I also have two signed YA books for this giveaway. One is Dumplin' by Julie Murphy. I love this novel (which happens to be massively popular and was adapted into a Netflix movie) for so many reasons. It features a diverse cast (people of all sizes, races, and orientations), thoughtful handling of topics such as obesity, a main character (Willowdean) that is simultaneously self-confident and insecure, and a fast-moving, exciting, and even shocking plot.
Finally, we have a signed copy of Simon vs. the Homo Sapiens Agenda by Becky Albertalli. This novel also happens to be massively popular and was adapted into the theatrical movie Love, Simon. I adore this novel so much! It deals with complex topics (the main character, Simon, is gay, closeted, and being blackmailed) thoughtfully but never depressingly, always keeping a positive outlook full of humor and hope. Simon is a fabulous main character, and his friends are awesome side characters (some of whom are featured in Albertalli's other books, The Upside of Unrequited and Leah on the Offbeat).
I hope all of you are as excited for this giveaway as I am! The rules are as follows:
- Enter the giveaway using the form below. Do NOT enter in the comments.
- My policies on email addresses and nicknames are listed in the form.
- I will close the form on Tuesday, April 2. Since I must close the form manually, I cannot be sure at what time it will be closed, which is why I suggest that you enter earlier. I will accept any entries made before the form is closed, however.

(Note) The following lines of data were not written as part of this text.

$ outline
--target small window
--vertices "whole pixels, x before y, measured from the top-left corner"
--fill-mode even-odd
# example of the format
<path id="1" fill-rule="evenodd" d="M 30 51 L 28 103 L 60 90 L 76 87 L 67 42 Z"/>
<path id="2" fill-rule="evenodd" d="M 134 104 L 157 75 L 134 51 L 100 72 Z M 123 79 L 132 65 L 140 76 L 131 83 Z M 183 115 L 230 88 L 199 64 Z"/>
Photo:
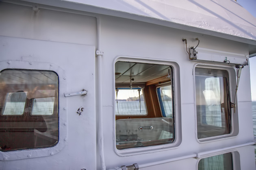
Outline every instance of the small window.
<path id="1" fill-rule="evenodd" d="M 198 163 L 198 170 L 232 170 L 232 154 L 227 153 L 201 159 Z"/>
<path id="2" fill-rule="evenodd" d="M 143 90 L 117 88 L 115 91 L 116 115 L 147 115 Z"/>
<path id="3" fill-rule="evenodd" d="M 195 68 L 197 137 L 230 134 L 231 102 L 226 70 Z"/>
<path id="4" fill-rule="evenodd" d="M 174 108 L 171 103 L 174 94 L 170 91 L 172 89 L 172 69 L 169 66 L 116 63 L 115 113 L 117 149 L 166 144 L 174 141 Z M 164 87 L 164 84 L 168 85 Z M 166 103 L 165 113 L 167 116 L 162 114 L 157 90 L 159 91 L 162 100 Z"/>
<path id="5" fill-rule="evenodd" d="M 173 109 L 171 85 L 158 87 L 157 92 L 163 116 L 172 117 Z"/>
<path id="6" fill-rule="evenodd" d="M 2 111 L 3 115 L 21 115 L 23 114 L 27 97 L 27 92 L 8 93 L 5 105 Z"/>
<path id="7" fill-rule="evenodd" d="M 59 79 L 50 71 L 0 72 L 0 150 L 52 147 L 59 140 Z"/>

- To ensure that as many people win something as possible, if five or more people enter the giveaway, no person will win more than one item.
- Do not select books in the form that you do not want (to allow those who do want the books to have a better chance of winning them).
- When the giveaway is completed, I will email the potential winners and ask for a mailing address (check your spam inbox). If you do not respond to my email with a mailing address within 48 hours, I will select a new winner.